Чтобы решить вопрос о характере отношения дошедших списков произведения к первоначальному, авторскому, тексту, необходимо разобраться в том, что представляет из себя заключение к житийной части произведения в А и Б и чем объясняется наличие его в этих списках и отсутствие в В и Г.

Заключение в А и Б кратко излагает содержание чуда с каргопольцем Евфимием и его спутниками, которое в подробном изложении помещено в разделе чудес Жития. «Заключение» передает лишь самую суть события, а не рассказ о нем. Сравнивая «заключение» с чудом, мы приходим к выводу, что источником «заключения» был не тот текст, который мы читаем в третьем чуде в Житии: если бы «заключение» пересказывало непосредственно этот текст, то между ними должны были бы быть текстуальные совпадения, чего нет, большая близость по содержанию, чем это имеет место. В чуде ладью каргопольцев затерло льдами. В «заключении» «лодия» Евфимия «потопающи» «от зелнаго обуревания». В «заключении» говорится, что святой «себе поведал, кто бе явивыйся». В чуде подразумевается, что Евфимию, которому явился Варлаам, святой этот неизвестен («абие явися ему на лодии старец», «старцу же рекшу»), но о том, что святой этот объявил или назвал себя, ничего не сказано. Видимо, здесь была допущена какая-то ошибка уже в протографе дошедших текстов Жития: хотя в чуде ничего не говорится о том, как каргопольцы узнали имя святого, в конце чуда сообщается, что прийдя в Кереть, они «поведаша» керетчанам «явление святаго Варлаама, како их бог избавил от тоя погибели молитвами его».

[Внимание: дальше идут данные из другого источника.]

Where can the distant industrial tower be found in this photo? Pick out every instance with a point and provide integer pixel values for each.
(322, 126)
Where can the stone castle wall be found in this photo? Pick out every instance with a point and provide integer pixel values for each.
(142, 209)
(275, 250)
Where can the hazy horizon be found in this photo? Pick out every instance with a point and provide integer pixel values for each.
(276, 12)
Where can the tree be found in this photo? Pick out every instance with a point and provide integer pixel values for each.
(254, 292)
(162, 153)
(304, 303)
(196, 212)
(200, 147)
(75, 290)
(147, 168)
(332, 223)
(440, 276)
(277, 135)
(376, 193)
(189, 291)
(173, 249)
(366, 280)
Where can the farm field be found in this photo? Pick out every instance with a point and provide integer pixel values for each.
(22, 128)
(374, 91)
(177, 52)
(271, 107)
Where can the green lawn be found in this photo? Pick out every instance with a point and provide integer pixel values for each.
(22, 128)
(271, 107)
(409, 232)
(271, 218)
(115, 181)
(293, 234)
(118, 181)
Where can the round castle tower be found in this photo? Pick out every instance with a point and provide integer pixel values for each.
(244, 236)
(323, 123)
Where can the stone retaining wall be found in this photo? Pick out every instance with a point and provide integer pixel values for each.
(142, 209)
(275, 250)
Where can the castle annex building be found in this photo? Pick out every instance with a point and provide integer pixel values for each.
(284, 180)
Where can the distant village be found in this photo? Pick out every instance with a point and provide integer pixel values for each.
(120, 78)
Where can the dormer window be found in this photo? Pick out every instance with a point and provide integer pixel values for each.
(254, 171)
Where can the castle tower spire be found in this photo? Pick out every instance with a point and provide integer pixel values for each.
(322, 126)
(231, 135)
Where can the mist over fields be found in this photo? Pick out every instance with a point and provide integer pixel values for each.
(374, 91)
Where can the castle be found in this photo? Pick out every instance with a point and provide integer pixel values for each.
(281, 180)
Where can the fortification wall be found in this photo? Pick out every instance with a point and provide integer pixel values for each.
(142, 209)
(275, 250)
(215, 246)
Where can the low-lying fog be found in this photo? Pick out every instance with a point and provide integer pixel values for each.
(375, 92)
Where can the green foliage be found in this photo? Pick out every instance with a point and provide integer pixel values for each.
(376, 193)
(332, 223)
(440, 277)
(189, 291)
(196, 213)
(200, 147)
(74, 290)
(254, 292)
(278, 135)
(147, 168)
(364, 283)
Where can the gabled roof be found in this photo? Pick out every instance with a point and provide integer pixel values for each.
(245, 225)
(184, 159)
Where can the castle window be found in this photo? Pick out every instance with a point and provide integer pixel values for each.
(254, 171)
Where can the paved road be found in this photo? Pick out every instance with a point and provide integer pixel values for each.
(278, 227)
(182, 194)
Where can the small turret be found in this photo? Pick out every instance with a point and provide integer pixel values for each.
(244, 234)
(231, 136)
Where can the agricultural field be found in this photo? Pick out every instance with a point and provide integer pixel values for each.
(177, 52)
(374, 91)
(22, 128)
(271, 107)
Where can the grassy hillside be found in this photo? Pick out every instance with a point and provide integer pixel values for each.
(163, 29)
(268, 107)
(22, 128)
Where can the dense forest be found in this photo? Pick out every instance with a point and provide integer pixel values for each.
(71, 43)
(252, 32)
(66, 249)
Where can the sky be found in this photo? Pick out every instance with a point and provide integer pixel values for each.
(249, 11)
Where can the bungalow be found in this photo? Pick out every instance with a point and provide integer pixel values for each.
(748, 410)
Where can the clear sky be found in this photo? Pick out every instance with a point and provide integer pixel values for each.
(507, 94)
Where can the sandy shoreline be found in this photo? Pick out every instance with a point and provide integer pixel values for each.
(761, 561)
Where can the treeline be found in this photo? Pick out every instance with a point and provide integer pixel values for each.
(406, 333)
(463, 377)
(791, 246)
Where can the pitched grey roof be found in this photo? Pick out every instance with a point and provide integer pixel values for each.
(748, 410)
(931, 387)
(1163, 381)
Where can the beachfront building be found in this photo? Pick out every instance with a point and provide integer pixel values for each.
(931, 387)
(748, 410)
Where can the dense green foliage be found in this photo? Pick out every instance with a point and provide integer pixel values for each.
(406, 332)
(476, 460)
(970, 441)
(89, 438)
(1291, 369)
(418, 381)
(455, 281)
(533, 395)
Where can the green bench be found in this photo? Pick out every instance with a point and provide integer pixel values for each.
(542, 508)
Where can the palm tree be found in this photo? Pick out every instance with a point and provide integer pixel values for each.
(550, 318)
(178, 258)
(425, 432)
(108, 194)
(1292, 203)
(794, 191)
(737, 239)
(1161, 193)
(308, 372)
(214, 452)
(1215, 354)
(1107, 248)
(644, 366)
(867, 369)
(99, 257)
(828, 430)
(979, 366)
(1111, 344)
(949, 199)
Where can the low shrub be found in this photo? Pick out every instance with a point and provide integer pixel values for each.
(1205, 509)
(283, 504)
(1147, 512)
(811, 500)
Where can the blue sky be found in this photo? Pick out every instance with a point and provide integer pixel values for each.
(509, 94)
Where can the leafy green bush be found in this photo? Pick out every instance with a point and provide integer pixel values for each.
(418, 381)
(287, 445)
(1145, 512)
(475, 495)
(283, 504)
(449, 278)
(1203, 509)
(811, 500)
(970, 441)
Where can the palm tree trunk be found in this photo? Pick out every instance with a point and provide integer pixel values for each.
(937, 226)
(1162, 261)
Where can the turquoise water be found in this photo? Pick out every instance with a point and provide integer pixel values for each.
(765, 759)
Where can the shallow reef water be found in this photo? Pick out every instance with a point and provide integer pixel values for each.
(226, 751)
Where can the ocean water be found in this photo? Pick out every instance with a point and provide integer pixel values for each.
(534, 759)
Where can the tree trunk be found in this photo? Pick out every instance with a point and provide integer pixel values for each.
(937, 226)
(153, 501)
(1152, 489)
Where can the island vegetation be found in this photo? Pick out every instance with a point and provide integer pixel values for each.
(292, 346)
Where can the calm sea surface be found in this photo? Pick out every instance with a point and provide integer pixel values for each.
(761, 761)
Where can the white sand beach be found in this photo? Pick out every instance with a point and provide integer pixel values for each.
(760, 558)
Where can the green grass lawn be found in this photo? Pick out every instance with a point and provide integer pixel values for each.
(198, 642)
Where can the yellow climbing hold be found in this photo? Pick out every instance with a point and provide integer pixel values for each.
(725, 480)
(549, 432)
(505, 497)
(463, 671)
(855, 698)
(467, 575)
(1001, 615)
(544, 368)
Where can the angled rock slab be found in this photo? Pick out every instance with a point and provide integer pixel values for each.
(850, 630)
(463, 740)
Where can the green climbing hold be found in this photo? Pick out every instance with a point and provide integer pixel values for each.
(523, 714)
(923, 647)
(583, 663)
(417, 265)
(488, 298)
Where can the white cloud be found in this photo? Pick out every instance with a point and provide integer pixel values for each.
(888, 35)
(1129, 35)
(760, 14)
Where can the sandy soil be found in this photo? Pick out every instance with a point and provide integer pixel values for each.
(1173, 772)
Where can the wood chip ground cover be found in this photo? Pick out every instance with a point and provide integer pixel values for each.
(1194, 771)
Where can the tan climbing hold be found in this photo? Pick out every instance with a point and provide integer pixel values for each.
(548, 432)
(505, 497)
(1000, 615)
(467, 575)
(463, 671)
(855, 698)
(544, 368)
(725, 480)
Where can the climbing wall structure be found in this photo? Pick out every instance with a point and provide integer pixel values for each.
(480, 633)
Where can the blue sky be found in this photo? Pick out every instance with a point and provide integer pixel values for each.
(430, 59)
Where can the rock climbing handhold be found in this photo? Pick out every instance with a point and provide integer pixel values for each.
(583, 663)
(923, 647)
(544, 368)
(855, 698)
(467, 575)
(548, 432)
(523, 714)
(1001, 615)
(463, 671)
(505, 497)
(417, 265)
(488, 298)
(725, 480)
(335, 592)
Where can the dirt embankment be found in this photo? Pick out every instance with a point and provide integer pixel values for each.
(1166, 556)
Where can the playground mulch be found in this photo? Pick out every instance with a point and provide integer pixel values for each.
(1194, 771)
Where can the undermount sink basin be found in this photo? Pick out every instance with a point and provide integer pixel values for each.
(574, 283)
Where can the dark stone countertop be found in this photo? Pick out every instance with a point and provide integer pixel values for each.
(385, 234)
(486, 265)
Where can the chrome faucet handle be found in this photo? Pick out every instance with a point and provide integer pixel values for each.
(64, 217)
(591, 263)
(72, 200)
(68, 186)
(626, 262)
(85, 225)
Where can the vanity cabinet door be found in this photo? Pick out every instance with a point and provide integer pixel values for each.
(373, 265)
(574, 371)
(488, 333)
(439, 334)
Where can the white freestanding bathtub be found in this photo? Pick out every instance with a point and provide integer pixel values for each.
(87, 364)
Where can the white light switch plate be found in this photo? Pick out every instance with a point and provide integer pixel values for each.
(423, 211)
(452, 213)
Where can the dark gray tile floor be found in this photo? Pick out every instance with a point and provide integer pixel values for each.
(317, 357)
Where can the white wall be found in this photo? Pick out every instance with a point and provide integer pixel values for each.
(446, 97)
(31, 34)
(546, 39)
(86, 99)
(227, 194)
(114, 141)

Первоначальная история Жития Варлаама Керетского представляется такой. Рассказ о случае с Евфимием каргопольцем, которому в несчастье якобы помог святой Варлаам Керетский, — устное предание, существовавшее самостоятельно, независимо от рассказов об остальных чудесах святого. Сначала было написано Житие Варлаама Керетского без чудес, и заключался этот текст кратким изложением легенды о спасении Евфимия каргопольца. Позже к этому тексту были присоединены чудеса. В таком виде Житие Варлаама Керетского сохранилось в списке А. (Такой же состав Жития был, вероятно, и в списке Б до утраты окончания этого списка). На каком-то этапе литературной истории произведения заключение к рассказу о жизни святого было опущено, так как об этом событии более подробно рассказывалось в третьем чуде. Этому способствовало и то, что первым рассказом в разделе чудес, когда Варлаам впервые объявился как святой, была история, случившаяся в юности с Петром Буториным, а не происшествие с Евфимием каргопольцем.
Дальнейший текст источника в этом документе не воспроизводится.